Ponction de salaire : Les enseignants annoncent une plainte contre l’état
La tension monte d’un cran entre les syndicats d’enseignants et le gouvernement sénégalais. Lors d’une conférence de presse tenue par le G7, les leaders syndicaux ont dénoncé une série de décisions qu’ils jugent injustes et provocatrices, notamment les ponctions sur les salaires et l’absence de dialogue sincère pour régler le passif des accords avec les enseignants.
Selon Aliou Diouf, secrétaire général national du CUSEMS, la réunion engagée par le gouvernement avec certaines centrales syndicales ne concerne pas le G7. « La réunion qui se tient avec les centrales syndicales n’engage nullement le G7 parce que les syndicats d’enseignants ne sont pas signataires du Pacte de stabilité sociale », a-t-il déclaré, tout en exigeant la convocation du comité de suivi.

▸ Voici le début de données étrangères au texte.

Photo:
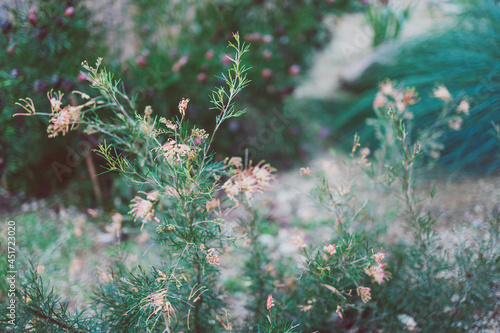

Le responsable syndical a également dénoncé avec vigueur les retenues opérées sur les salaires des enseignants. Le G7 condamne, selon lui, « avec la dernière énergie les ponctions illégales, disproportionnelles et arbitraires » effectuées au mépris des règles en vigueur. Les syndicats déplorent aussi ce qu’ils qualifient de communication « irresponsable » du gouvernement après ces prélèvements.
Considérant ces actes comme une volonté d’« humilier d’honnêtes travailleurs exerçant un droit constitutionnel », le G7 a décidé de porter l’affaire sur le plan international. Les syndicats annoncent ainsi le dépôt d’une plainte auprès du Bureau international du Travail (BIT) pour violation de la Convention n°95 de l’Organisation internationale du travail relative à la protection du salaire.
De son côté, Amidou Diedhiou, secrétaire général national du SELS, a déploré la gestion de la crise par les autorités dans un contexte qu’il qualifie de « crise scolaire sans précédent ». Avec un quantum horaire fortement diminué, il estime que la priorité du gouvernement devrait être la pacification de l’espace scolaire par le règlement immédiat du passif des accords.
« Au lieu de s’engager dans la voie de l’apaisement à travers un dialogue franc et sincère, le gouvernement semble avoir choisi l’intimidation, la provocation et la confrontation avec les syndicats d’enseignants », a-t-il regretté.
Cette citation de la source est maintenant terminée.